I don’t know much about Ruby or binary protocols, but if You’re interested in unit testing on iPhone, You might want to check out the Google Toolbox for Mac. I am having great success testing my OpenGL ES application with it.

zoul
I agree, this has worked really well for me testing my static classes.http://code.google.com/p/google-toolbox-for-mac/wiki/iPhoneUnitTesting
Dan J
+1  A: 

I've been using the Google framework for a couple of days now and it works pretty well. I haven't gotten too deep yet but so far I believe it to be the safest and best fit for TDD on iPhone. I even managed to get OCMock running with it. Thanx for the tip!.

Cliff
+5  A: 

Cliff, long term you're best investing time in pure ObjC TDD tools. I have used my own rbiphonetest lib in fmdb-migration-manager successfully, but its usefulness is probably limited to libraries etc. Even then there will undoubtly be enough 'works in Cocoa but fails in UIKit' scenarios to make rbiphonetest dubious to use. Hopefully one day RubyCocoa can be built against the Intel UIKit libraries and then it will be very useful and sturdy I think.

Dr Nic
A: 

Nah, I think there's usefulness in driving the shape of high level abstractions. This is no different than what I faced in Blackberry development where you can't bind against ME at all.
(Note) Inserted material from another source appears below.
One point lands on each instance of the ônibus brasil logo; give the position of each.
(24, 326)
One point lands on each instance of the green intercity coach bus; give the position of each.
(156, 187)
There we bound to abstractions which gave us the ability to run major pieces of our core logic outside of the device. The last mile is then writing the glue code to glue your implementations onto the ME stack. For instance, we were able to design our image blitting using POJIs (Java interfaces). The interfaces were implemented by mocks that allowed our tests to assert the image was blitting to the correct coordinates. We later wrote a small amount of code to tie the interface to ME canvas. Maybe I'm crazy but there's a gem hidden in code that is forced not bind to a framework or platform.